Growth and Decline of Furniture Stores Annual Growth in Establishments
March 22,
2019 by Laurie Northington in General
The retail landscape has evolved over the last ten years and continues to shift as more brick and mortar stores shutter their doors amid a growing e-commerce industry.
This is the third factoid in a series of five factoids detailing the dramatic shifts in the furniture industry’s distribution channels, taking place in both sales and in-store counts. The U.S. became over-stored in many channels during the 1990’s and early 2000’s as developers kept building shopping centers and companies continued opening retail outlets.
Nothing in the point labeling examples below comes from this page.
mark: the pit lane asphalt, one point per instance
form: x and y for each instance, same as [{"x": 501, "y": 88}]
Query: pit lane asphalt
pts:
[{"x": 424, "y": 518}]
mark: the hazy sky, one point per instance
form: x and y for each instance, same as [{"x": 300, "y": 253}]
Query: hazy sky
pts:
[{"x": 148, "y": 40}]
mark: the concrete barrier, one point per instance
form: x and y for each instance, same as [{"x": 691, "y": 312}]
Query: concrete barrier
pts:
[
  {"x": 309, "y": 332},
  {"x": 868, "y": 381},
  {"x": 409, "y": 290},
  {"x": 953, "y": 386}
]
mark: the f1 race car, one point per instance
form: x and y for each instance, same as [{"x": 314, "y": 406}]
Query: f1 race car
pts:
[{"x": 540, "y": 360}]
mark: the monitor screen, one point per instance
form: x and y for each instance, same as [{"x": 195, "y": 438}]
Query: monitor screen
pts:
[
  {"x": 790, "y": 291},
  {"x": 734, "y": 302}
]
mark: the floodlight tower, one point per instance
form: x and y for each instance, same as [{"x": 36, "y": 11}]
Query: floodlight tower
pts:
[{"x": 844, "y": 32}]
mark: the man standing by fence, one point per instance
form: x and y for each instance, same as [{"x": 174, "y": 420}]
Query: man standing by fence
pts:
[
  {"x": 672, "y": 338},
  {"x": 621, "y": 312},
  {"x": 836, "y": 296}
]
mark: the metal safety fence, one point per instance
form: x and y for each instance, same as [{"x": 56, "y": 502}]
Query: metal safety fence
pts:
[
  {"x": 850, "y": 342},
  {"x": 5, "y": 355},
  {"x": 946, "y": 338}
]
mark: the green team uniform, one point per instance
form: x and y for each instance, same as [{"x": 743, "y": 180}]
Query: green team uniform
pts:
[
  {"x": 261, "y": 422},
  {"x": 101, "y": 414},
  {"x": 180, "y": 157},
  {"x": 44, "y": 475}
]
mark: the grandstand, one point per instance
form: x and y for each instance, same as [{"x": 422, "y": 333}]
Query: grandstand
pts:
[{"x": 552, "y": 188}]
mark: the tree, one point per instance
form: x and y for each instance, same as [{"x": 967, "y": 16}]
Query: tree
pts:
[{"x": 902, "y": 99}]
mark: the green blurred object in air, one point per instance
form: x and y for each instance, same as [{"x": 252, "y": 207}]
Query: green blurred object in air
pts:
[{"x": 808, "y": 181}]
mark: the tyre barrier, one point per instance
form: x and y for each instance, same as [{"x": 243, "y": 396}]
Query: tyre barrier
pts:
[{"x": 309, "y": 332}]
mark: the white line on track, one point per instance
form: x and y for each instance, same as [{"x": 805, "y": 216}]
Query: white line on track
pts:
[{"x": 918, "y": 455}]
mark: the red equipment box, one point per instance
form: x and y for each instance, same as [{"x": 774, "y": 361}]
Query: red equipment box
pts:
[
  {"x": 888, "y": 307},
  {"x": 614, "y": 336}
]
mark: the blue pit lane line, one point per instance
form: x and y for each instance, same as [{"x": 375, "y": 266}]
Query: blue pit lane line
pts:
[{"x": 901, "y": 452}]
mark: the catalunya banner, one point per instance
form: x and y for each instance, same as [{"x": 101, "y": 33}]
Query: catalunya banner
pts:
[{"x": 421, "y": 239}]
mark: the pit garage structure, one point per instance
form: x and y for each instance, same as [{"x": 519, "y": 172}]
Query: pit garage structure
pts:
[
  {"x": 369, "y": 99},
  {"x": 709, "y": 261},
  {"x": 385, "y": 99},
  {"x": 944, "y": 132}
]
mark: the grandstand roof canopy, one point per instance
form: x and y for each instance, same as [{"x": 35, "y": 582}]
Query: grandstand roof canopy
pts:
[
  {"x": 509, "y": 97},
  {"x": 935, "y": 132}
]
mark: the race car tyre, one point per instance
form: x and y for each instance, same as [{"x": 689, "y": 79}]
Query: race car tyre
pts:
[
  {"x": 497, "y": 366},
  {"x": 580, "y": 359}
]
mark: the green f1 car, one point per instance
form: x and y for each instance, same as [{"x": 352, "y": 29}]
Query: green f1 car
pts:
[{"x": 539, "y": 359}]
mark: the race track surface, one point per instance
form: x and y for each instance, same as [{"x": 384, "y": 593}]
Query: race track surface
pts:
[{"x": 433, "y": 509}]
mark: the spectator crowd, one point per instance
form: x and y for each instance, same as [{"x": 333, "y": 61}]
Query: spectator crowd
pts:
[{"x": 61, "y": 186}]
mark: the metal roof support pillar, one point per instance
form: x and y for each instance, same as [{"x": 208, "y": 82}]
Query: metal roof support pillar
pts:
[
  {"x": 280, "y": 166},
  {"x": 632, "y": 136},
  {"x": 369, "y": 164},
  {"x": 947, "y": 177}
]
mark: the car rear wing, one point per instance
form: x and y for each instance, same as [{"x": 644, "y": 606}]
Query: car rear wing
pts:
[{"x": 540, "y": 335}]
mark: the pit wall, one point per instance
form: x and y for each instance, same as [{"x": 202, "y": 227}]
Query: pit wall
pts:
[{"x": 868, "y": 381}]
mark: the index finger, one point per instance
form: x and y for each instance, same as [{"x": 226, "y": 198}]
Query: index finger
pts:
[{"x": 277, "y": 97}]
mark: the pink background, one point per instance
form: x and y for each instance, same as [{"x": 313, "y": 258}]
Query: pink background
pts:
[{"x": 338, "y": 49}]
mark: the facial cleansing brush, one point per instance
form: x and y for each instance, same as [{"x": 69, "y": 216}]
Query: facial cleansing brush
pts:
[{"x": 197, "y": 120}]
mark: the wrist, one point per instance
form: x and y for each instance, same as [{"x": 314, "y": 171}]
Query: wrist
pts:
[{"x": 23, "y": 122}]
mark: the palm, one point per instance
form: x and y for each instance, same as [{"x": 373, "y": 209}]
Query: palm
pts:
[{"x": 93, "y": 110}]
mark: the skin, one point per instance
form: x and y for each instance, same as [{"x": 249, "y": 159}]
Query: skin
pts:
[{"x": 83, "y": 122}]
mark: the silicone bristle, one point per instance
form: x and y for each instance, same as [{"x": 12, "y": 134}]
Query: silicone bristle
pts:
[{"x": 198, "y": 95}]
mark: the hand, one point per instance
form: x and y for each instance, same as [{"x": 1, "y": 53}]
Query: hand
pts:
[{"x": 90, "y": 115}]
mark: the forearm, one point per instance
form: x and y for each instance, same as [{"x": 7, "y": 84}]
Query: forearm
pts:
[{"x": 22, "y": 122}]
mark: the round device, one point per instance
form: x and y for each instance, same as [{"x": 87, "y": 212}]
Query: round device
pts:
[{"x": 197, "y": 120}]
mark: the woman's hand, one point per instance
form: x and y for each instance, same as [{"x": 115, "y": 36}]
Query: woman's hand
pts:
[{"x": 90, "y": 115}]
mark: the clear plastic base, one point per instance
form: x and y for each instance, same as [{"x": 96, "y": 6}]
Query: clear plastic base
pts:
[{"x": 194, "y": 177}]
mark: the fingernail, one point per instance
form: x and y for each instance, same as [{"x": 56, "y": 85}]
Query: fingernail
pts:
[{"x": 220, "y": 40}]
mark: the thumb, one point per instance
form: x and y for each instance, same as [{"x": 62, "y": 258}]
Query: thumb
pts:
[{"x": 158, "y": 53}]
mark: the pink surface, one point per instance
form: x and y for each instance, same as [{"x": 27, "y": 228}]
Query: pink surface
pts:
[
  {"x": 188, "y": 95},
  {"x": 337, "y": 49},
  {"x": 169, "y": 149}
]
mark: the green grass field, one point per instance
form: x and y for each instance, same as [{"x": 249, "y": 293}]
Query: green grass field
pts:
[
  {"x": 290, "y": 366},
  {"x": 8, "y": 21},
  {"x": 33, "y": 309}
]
This factoid tracks the percent of stores closed from two historical perspectives – (1) 2007 to 2012 during the recession and subsequent slow recovery years, and (2) 2012 to 2018 during economic recovery and high growth. During the recession and the immediate recovery years, furniture stores and home furnishings stores shuttered more locations as a percent of total than any other in the key retail furniture groups, closing stores an annual rate of 3.8 percent over those five years. Meanwhile home furnishings stores closed 3.5 percent of locations each year 2007 to 2012. But these two primary channels took their hits early due to the housing and mortgage crises as did home centers. During the last five years furniture and home furnishings stores lost less than 1 percent of its outlets annually. Meanwhile home centers closed 2.2 percent of stores annually in the five-year recessionary/recovery period and continued to lose 1.2 percent annually 2012 to 2018Q1.
Other retail channels continued to grow during the early recession and post period or had minimal store closing, but have closed stores in recent years. These include department stores and electronics and appliances retailers. The only retailers to continuing opening stores were warehouse clubs and superstores, general merchandise stores, and electronic shopping and mail-order houses (non store retailers).
Source: U.S. Bureau of Labor Statistics, Quarterly Census of Employment and Wages
*2007 to 2012 contains five years of data surrounding the Great Recession; 2012 to 2018 Q1 reflect recovery and economic growth years.